Sportswear company Lululemon Athletica, saw the biggest fall on the NASDAQ to close down by 23.44% following indications that sales were set to fall.
In a statement, the company said that same store sales would likely fall at the start of the year, a first since 2009.
On the S&P 500, ConocoPhillips shares were the best performers climbing by 8.8% after the company announced that it would be selling its natural gas assets and oil sands in western Canada to Cenovus Energy for an estimated 7.7 billion Canadian dollars.
Several energy companies including Marathon Oil and Royal Dutch Shell have been scaling back their operations with most selling their oil sands as high extraction costs eat into profits in this sector.
An increase in oil prices has however seen a rise in the value of shares in the energy sector.
West Texas Intermediate climbed 1.7% to close at $50.37 while Brent Crude edged 1% to close at $52.94.

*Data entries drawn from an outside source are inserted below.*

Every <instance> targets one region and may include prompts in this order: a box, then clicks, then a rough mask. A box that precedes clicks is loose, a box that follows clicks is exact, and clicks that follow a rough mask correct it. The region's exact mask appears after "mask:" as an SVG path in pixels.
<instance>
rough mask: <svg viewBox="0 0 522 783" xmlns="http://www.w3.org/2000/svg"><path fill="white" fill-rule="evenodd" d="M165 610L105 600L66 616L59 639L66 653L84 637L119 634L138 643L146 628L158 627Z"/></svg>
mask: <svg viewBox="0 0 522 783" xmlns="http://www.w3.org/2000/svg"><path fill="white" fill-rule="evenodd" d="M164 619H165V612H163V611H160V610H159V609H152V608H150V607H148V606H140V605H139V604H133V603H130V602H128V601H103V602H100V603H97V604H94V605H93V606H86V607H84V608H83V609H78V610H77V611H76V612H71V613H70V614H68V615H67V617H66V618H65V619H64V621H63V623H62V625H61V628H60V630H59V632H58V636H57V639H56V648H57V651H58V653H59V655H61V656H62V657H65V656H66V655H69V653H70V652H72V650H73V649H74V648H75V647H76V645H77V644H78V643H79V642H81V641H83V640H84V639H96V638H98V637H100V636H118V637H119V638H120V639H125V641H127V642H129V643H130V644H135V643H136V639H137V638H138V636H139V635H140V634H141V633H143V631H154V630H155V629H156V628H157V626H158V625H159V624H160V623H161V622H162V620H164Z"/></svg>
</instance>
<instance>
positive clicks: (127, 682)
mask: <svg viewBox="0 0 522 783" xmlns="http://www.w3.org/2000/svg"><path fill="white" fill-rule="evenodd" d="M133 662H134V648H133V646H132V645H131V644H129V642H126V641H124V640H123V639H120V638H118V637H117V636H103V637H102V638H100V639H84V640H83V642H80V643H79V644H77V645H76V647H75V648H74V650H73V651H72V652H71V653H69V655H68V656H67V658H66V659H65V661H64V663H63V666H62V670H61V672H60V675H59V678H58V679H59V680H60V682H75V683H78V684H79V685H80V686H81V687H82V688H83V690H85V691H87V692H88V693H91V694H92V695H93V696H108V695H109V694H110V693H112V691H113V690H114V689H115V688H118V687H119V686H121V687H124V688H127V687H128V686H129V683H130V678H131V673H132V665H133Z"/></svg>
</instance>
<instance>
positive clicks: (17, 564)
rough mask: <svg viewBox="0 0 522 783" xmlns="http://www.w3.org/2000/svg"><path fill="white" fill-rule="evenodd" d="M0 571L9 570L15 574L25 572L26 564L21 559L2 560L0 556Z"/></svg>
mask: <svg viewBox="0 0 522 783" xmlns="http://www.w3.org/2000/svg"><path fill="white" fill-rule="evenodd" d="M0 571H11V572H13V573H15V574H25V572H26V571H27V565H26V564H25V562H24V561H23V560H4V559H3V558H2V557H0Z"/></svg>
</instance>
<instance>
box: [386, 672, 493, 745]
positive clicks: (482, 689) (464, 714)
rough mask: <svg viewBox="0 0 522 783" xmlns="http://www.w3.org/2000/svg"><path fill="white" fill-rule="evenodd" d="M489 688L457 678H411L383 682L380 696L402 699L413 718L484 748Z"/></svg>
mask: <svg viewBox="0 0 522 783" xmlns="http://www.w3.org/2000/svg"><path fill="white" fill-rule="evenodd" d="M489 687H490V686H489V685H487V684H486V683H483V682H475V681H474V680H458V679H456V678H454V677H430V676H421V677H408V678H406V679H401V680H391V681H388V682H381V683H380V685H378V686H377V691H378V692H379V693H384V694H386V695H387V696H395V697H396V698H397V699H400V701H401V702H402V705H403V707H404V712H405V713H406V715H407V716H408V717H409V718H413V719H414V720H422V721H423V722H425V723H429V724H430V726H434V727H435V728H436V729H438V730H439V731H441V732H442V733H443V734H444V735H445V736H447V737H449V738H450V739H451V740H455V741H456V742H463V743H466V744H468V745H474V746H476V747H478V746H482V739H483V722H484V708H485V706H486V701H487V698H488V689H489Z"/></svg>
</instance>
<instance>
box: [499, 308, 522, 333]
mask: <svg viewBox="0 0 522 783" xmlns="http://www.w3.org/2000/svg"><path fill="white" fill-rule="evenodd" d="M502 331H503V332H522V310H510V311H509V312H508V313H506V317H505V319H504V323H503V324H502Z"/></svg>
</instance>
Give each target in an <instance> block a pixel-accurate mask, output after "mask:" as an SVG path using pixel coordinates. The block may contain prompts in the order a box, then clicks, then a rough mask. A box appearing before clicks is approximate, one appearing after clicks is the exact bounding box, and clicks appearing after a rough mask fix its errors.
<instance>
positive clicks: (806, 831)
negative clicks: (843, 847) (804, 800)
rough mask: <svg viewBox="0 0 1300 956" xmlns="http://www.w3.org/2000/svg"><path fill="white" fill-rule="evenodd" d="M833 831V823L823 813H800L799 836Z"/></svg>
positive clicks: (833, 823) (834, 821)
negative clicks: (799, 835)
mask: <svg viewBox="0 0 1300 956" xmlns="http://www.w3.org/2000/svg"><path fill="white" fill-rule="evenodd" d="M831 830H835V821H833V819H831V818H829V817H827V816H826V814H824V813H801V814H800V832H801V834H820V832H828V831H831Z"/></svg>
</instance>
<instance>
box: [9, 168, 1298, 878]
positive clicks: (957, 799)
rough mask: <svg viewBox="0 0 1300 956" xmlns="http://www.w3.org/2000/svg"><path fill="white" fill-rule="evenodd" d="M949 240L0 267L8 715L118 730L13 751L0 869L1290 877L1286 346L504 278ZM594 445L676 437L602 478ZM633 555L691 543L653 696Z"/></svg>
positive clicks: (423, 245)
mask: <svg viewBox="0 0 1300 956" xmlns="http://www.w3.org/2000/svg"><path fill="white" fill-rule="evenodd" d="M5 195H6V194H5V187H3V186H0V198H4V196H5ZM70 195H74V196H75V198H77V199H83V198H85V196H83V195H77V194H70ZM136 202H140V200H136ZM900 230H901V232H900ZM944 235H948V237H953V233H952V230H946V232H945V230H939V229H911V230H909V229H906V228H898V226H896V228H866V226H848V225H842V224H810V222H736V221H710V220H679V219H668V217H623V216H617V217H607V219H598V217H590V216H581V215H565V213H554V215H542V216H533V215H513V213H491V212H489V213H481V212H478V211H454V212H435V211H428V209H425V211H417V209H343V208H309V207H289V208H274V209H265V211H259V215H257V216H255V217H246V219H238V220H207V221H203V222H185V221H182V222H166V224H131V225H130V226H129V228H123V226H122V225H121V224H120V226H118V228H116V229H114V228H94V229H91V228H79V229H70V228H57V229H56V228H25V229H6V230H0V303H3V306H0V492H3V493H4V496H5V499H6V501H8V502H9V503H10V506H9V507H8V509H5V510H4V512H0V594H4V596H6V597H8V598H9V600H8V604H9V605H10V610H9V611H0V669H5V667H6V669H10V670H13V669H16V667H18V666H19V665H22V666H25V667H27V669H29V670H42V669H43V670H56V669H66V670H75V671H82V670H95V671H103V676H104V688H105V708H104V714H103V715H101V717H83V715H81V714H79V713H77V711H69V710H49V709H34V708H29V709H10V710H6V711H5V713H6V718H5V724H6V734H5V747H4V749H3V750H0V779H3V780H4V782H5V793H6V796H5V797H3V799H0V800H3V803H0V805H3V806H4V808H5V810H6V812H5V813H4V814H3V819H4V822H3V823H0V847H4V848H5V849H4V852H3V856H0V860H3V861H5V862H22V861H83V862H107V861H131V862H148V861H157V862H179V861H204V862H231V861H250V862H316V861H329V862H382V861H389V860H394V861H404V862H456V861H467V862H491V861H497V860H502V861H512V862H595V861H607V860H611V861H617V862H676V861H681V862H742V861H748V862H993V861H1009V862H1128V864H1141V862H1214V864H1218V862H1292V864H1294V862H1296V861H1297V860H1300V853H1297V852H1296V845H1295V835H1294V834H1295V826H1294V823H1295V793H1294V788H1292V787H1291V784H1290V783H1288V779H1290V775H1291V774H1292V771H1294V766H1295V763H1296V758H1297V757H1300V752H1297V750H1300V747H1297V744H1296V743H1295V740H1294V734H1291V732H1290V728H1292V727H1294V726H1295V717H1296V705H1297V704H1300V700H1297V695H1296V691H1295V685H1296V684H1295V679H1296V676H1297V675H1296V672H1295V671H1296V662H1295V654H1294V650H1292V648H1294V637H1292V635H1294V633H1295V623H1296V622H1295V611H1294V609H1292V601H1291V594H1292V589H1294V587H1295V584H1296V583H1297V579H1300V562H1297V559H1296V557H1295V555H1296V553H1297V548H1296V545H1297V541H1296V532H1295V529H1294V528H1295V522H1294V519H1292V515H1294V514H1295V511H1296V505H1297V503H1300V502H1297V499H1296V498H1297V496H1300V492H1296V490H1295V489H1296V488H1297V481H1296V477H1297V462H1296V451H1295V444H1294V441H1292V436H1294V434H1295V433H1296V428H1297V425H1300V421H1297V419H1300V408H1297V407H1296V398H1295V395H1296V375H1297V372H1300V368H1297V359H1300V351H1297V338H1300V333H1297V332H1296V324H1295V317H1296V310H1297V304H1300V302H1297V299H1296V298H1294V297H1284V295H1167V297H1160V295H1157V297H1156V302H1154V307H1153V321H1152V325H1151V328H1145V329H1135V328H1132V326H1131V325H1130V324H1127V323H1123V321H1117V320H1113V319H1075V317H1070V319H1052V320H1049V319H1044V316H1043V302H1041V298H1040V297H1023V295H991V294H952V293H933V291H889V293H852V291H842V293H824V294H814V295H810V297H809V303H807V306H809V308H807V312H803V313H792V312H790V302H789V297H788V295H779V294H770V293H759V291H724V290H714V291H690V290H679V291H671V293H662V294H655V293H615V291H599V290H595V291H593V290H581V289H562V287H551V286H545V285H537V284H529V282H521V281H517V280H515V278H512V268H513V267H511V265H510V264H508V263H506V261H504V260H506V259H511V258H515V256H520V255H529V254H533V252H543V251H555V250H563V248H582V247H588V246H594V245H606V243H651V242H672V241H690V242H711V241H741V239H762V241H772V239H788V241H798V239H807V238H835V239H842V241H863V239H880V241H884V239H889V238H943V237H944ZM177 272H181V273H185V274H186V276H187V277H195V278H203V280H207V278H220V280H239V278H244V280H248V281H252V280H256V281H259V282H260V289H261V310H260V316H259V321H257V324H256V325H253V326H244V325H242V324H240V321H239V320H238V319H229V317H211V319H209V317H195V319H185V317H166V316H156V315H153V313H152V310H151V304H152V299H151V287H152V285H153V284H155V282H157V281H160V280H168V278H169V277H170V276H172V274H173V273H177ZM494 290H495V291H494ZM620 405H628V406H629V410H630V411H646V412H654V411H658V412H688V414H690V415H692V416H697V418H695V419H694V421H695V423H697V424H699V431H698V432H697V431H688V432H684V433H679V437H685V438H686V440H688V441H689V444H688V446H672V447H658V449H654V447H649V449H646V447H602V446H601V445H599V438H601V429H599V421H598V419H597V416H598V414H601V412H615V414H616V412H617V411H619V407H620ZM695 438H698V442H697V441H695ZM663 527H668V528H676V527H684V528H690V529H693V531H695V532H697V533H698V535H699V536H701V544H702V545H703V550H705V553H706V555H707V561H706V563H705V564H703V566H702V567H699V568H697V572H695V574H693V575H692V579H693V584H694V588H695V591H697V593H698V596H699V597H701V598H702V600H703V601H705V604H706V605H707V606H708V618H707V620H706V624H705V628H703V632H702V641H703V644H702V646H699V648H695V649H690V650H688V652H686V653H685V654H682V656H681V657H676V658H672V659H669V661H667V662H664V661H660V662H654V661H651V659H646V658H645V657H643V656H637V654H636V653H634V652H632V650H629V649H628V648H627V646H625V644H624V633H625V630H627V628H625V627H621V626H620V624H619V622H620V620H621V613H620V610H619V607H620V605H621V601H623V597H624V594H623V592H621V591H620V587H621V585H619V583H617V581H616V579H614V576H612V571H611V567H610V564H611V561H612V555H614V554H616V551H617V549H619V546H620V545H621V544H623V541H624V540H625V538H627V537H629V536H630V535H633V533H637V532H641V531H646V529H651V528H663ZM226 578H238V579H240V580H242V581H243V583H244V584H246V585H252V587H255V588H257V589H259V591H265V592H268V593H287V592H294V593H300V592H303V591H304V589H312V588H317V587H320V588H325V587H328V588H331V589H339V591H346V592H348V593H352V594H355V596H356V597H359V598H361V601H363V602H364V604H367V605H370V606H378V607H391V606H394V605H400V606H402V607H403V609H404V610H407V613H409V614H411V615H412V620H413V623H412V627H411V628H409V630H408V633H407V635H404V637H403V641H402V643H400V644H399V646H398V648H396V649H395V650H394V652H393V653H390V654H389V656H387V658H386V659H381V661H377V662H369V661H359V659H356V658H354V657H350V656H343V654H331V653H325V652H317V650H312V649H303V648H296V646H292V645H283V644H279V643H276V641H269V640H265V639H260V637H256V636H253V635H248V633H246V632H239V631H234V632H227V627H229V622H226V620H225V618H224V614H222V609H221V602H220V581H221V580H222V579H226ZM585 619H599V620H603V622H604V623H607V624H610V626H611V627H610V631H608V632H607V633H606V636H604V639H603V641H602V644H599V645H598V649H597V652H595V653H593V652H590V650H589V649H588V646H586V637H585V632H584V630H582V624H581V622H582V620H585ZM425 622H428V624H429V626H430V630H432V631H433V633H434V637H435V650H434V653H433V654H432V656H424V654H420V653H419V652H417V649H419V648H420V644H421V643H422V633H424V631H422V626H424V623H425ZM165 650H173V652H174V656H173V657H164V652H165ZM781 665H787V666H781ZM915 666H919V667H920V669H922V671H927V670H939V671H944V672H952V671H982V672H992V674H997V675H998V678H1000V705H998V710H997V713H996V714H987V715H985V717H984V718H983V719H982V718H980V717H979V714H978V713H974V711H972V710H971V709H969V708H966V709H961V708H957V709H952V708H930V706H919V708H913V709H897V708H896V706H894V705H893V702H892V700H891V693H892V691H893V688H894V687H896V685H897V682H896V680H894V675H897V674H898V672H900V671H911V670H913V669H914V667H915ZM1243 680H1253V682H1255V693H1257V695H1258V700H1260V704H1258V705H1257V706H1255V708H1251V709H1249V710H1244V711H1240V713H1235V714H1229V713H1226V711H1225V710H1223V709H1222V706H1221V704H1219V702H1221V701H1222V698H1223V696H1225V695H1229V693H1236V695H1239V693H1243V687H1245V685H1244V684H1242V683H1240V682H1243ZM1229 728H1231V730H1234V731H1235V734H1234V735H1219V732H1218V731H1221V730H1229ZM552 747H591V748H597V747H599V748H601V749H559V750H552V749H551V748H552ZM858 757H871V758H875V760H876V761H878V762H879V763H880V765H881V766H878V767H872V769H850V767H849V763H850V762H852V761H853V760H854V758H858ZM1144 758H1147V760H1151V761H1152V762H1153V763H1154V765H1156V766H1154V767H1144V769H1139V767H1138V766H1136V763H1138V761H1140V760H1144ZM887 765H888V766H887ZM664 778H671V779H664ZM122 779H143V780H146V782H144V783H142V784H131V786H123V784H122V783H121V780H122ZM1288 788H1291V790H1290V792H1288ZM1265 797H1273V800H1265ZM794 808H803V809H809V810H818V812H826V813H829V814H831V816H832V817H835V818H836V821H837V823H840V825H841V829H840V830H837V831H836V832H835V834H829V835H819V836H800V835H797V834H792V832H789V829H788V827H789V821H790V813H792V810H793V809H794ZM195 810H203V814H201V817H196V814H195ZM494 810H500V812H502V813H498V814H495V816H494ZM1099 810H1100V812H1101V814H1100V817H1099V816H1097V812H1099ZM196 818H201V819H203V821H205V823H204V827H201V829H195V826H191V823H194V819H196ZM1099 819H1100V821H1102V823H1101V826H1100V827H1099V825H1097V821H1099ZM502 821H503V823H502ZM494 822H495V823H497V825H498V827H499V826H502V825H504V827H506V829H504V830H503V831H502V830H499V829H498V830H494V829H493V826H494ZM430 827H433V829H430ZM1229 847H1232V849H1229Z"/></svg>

Reports by the Commerce Department show that consumer spending from which two thirds of US economic activity comes, performed better than was initially expected.
However, the economy still witnessed slow growth in its third quarter rate of 3.5%.
The upward revision did not change the entire 2016 growth rate, which was the slowest since 2011 at 1.6%.
US President Donald Trump had promised to grow the economy by 4% through capital expenditure and tax cuts. However, the sluggish growth could make it difficult to attain these goals.
The last time the US economy came close to growing at 4% was in 2000 at the peak of the dotcom boom.
According to analysts, the slow growing GDP rates are now becoming the norm. As such, the rate at which the US economy is growing should be seen as fairly good.
Mr. Trump’s view of the economy is yet to be proven wrong or right but generally, the US economy seems to be doing well supported by positive unemployment reports and robust consumer confidence.